The Brattleboro Daily Reformer, Vermont Printing Company, and Stephen Daye Press grew into successful printing and publishing businesses while located in The American Building. Built in 1907, the building is named after the American Hotel it replaced. The Reformer was launched in 1876 to provide an alternative voice to the Republican bias of The Vermont Phoenix. In 1903 Ephraim Crane bought the Reformer and its printing plant and also started the Vermont Printing Company, which published the paper from 1903-13. The Vermont Printing Company was established to expand into commercial printing on a larger scale. Their largest “local” customer was the Holstein Association, a global enterprise located in Brattleboro.
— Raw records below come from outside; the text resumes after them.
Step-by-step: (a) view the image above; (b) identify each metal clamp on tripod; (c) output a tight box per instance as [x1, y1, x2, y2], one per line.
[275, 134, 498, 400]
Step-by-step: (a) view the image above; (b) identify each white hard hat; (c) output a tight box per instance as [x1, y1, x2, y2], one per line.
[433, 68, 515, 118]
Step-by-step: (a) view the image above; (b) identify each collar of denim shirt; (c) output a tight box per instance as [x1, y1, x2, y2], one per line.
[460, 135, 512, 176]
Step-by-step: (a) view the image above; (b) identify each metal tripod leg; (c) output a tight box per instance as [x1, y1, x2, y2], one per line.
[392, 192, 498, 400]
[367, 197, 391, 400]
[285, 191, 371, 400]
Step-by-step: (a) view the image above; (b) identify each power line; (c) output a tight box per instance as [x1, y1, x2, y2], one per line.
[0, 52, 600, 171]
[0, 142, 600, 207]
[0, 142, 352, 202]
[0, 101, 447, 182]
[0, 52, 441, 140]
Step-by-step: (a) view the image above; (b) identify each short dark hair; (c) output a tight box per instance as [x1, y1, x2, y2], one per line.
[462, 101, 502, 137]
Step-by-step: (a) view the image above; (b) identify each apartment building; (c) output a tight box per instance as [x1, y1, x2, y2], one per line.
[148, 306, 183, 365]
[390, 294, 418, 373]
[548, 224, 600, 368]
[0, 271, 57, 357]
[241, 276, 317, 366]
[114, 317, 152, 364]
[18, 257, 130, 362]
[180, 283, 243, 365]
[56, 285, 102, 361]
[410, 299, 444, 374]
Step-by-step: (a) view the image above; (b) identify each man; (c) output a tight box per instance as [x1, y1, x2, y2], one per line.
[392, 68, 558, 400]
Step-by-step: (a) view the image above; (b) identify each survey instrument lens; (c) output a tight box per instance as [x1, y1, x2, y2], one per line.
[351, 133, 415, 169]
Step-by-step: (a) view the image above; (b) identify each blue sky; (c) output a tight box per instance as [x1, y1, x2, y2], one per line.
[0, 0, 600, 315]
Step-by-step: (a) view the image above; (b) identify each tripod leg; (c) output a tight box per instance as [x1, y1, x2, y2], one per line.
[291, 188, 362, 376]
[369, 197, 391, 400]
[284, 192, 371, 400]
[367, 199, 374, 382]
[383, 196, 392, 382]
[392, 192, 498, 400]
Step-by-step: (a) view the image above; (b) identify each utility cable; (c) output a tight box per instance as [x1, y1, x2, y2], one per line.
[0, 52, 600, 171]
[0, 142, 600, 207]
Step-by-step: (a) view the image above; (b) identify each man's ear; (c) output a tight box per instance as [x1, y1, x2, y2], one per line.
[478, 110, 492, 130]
In the early 1960s, sales had grown to a million dollars and, with employment approaching 80, it was the largest employer in town at the time. In early 1931, Vermont Printing Company decided to diversify into publishing. The Stephen Daye Press was created, named after the first printer in the British Colonies. When John and Marion Hooper took over the press, they set up an office in The American Building, where they developed a strategy to build Stephen Daye Press by accentuating New England values and themes as well as trade in nostalgia, alternative lifestyles, and uplifting material. On December 7, 1941, America’s entry into World War II altered the trajectory for Stephen Day Press. John joined the Navy and Marion took work at the Brattleboro Milk Plant, making dairy products for the troops. The Stephen Daye Press imprint was sold on December 1, 1942, to a New York City publisher. A collection of over 100 books published by Stephen Daye Press, donated by the Hooper family, is available at Brooks Memorial Library in Brattleboro.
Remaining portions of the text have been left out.